Le Premier ministre britannique Boris Johnson a prévenu dimanche qu'un échec des négociations commerciales sur les conditions de sortie de l'UE du Royaume-Uni était le scénario le «plus probable».

« Pas grand-chose au regard du volume commercial global de la France »

«En cas de +no deal+ les perdants ce seront les Britanniques, nous on y perd pas beaucoup», selon le ministre français. Pour «la France le commerce vers la Grande-Bretagne c'est environ 33 milliards d'euros, c'est pas grand-chose au regard du volume commercial global de la France», a-t-il détaillé.

«Notre évaluation, c'est que l'impact du Brexit sur l'économie française sera 0,1 point (de pourcentage) de notre richesse nationale en 2021», a-t-il ajouté. Les services du ministère de l'Economie ont précisé que ce calcul était valable en cas d'accord ou en l'absence d'accord commercial, la différence d'impact sur le produit intérieur brut (PIB) français étant «minime».

«En France on va avoir quelques secteurs très durement touchés et ils vont avoir besoin de tout notre soutien», comme la pêche dont l'activité est «fondamentale», notamment pour «quelques communes» du littoral comme Boulogne-sur-mer (Pas-de-Calais), ou Le Guilvinec (Finistère), a-t-il précisé.

« Le Brexit […] est une folie »

Il a ajouté que «nous aurons aussi 150.000 entreprises qui exportent vers la Grande-Bretagne et qui vont être touchées, que nous accompagnons depuis des mois, que nous aidons à remplir des procédures douanières».

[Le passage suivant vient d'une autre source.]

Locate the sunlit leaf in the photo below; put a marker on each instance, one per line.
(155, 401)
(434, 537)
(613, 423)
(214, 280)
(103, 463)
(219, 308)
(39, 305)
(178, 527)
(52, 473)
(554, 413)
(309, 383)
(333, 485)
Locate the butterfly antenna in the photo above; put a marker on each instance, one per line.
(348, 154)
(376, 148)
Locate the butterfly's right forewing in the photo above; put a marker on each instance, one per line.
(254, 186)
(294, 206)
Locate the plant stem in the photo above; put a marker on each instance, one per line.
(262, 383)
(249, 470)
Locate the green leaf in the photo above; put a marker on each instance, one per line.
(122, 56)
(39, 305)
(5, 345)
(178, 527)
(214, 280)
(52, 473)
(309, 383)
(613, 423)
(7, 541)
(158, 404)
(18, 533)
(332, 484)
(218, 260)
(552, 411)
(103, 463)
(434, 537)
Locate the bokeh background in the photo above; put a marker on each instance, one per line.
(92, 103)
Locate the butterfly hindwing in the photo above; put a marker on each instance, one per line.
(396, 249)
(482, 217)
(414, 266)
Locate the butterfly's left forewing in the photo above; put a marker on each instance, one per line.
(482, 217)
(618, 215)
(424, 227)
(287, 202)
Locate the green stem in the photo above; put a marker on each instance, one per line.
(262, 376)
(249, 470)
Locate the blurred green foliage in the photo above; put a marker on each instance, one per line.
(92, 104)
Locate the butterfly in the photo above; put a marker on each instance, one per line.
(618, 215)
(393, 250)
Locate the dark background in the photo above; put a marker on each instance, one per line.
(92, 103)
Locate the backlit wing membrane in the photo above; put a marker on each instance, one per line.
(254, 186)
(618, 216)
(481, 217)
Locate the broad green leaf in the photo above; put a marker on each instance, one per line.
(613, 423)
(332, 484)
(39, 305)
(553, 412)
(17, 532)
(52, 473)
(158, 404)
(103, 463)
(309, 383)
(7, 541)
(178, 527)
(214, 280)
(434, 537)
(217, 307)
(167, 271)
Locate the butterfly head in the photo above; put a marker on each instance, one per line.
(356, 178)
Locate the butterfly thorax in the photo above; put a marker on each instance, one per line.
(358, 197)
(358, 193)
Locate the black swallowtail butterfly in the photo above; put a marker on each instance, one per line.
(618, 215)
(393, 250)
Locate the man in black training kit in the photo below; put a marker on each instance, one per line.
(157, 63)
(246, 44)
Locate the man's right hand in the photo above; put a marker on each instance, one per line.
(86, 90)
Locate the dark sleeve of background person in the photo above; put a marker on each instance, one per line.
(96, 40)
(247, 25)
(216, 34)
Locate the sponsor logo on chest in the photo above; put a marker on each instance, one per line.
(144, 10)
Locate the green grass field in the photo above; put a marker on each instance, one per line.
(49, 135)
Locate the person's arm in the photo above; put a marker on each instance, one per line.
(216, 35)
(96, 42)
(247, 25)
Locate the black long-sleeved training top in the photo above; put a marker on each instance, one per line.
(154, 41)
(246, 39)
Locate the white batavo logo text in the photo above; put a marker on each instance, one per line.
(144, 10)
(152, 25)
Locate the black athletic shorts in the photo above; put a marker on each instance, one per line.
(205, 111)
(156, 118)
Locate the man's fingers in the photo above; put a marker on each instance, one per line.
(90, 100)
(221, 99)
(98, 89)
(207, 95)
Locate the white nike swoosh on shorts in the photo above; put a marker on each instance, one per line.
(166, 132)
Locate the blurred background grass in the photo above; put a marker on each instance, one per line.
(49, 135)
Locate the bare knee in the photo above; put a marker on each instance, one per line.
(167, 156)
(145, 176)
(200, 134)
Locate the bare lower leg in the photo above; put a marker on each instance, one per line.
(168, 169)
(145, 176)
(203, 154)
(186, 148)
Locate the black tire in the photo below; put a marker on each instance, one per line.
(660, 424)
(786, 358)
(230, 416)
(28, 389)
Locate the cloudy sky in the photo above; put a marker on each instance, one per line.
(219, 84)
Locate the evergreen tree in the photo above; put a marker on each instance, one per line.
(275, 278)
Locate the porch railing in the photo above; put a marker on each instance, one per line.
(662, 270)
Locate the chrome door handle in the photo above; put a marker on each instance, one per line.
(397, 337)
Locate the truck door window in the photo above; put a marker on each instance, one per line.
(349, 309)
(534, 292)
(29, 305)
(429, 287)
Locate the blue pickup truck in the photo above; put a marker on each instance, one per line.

«Le Brexit, pour reprendre une expression toute simple de John Le Carré à qui j'en profite pour rendre hommage, est une folie», a encore dit Bruno Le Maire à propos de l'auteur britannique de romans d'espionnage décédé samedi à l'âge de 89 ans.

«Je regrette que mes amis britanniques aient à en payer le prix, parce qu'ils payent le prix du populisme, ils payent le prix des mensonges», a-t-il encore jugé.